Of the city’s 1,200 homes with water connections, more than 80 are used for short-term rentals, City Manager Chad Sweet said in a November analysis. Thirty-five of those allow for occupancy of 10 or more.
“I don’t think the poll will do any good at this point,” Mayor Dianne Widdop said. “It’s not going to accomplish anything. People who have vacation rentals in their neighborhood will possibly respond to it. People who don’t have vacation rentals in their neighborhood — I see totally apathy.”
Widdop said the poll would likely be interpreted in different ways without providing real guidance for the council.
“Right now it’s more important we go home and start working on regulations, some things we want to do going forward, so we can have things set up for the summer rental season,” Widdop said.
North Marion Avenue homeowner Laurie Whittemore asked councilors to adopt educational tools rather than regulation.
“I urge the City Council to adopt a collaborative approach with the short-term rental homeowners,” Whittemore said. “Rather than pitting one side against the other, please forgo restrictions in favor of an educational approach.”
Council Sue Lorain said education is “always a good thing.”
“But I believe, also with education, we need some fundamental things that give consistency to all the rentals,” she said.
Lorain asked councilors to choose language carefully and avoid words like “restrictions” or “bans,” which have negative connotations.
“I don’t think it has ever come up that we have ever said we want to ban or prohibit these homes, but what we want is a regulation for uniformity,” Lorain said. “I don’t think we need a survey. I think we need some minimum regulation from the start to level the playing for everybody. ”

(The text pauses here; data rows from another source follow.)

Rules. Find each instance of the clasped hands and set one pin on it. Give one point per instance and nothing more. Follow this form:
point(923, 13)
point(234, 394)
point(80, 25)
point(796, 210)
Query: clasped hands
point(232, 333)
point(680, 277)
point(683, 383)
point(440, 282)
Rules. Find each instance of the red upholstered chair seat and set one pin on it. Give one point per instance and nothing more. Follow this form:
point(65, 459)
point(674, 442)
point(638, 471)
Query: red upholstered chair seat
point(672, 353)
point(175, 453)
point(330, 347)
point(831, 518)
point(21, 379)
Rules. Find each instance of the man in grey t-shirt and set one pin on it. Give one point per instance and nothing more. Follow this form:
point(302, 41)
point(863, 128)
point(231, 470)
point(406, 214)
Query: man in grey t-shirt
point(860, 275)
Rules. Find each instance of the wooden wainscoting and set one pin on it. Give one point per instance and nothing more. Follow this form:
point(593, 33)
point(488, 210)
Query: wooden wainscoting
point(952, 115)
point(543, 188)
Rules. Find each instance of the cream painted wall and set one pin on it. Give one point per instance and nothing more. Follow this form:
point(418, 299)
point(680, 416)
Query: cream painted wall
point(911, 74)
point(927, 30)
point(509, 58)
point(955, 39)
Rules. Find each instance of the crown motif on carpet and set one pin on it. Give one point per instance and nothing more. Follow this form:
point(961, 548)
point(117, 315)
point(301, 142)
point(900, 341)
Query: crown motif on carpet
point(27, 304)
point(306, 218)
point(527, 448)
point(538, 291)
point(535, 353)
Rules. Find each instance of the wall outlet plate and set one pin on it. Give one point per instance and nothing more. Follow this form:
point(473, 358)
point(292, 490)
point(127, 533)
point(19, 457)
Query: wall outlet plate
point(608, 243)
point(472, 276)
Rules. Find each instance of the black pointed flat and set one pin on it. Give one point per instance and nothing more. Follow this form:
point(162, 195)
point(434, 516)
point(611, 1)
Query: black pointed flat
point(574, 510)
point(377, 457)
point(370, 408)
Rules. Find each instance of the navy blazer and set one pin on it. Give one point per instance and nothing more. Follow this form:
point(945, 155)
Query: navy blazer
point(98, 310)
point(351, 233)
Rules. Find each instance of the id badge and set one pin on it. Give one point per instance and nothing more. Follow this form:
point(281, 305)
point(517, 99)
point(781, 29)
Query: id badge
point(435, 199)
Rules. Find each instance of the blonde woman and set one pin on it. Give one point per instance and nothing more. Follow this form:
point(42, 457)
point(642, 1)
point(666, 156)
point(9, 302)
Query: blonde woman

Over recent weeks, councilors had solicited letters and comments from homeowners and renters alike.
“We are not Seaside or Cannon Beach and I suggest that we not copy their ways,” Whittemore said in opposing regulation. “Let’s keep the ‘heart’ in Gearhart.”
Vacation guests Michel and Marian Boileau urged the council not to restrict short-term rentals in Gearhart. Without a short-term vacation home available, “we would not have come to Gearhart for our vacation,” they wrote.
Planning Commission Vice-President Richard Owsley supported regulation. “By consensus, the Planning Commission recommends and supports short-term rental regulations, and we are ready to begin work immediately,” Owsley told the council.
“Successful regulation I’ve seen along the coast includes prudent limitations to the amount of guests a home can have, as well as the amount of vehicles,” wrote Dean McElveen, director of operations for Oregon Beach Vacations.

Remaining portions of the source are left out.